La política monetaria acomodaticia en Europa también está creando un contexto favorable para las empresas, ya que las condiciones financieras siguen siendo relativamente flexibles. La divergencia entre la política de la Reserva Federal y del BCE podría preparar el escenario para sorpresas en los beneficios empresariales de Europa en la segunda mitad del año.

Entre los sectores industriales, el ritmo de crecimiento de los beneficios en tecnologías de la información ha sido excepcionalmente alto, y el de energía también ha experimentado un fuerte crecimiento. Este último se ha beneficiado de las expectativas sobre el precio del petróleo, que ha aumentado en los últimos dos años a medida que los inversionistas han reevaluado sus puntos de vista sobre la producción de esquisto estadounidense y el impacto de los vehículos eléctricos en la demanda mundial de petróleo.

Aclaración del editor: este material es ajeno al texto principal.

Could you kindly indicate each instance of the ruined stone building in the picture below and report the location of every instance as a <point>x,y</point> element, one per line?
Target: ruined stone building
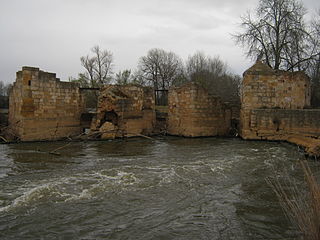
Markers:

El sector financiero se coloca entre los sectores más débiles en lo que va de año debido a que las expectativas sobre los tipos de interés en Europa se vieron desplazadas por la incertidumbre política en Italia y España, que se intensificó durante el segundo trimestre. Las preocupaciones de que Italia, la tercera economía más grande de la zona euro, podría tratar de abandonar el euro, aumentaron sin parar tras la formación de un gobierno populista a principios de junio.

Sin embargo, desde entonces, los líderes del gobierno de coalición se han alejado de algunas de sus propuestas más controvertidas y han suavizado su retórica contra el euro. Al mismo tiempo, las encuestas parecen revelar que el apoyo al euro y a la permanencia en la Unión Europea han aumentado en el país transalpino. Aún así, la situación sigue siendo inestable y es un área que seguimos monitoreando de cerca.

Creemos que un enfoque activo de inversión es el más adecuado para encontrar oportunidades atractivas en Europa, particularmente en un entorno donde hay varias dinámicas incidiendo en el mercado.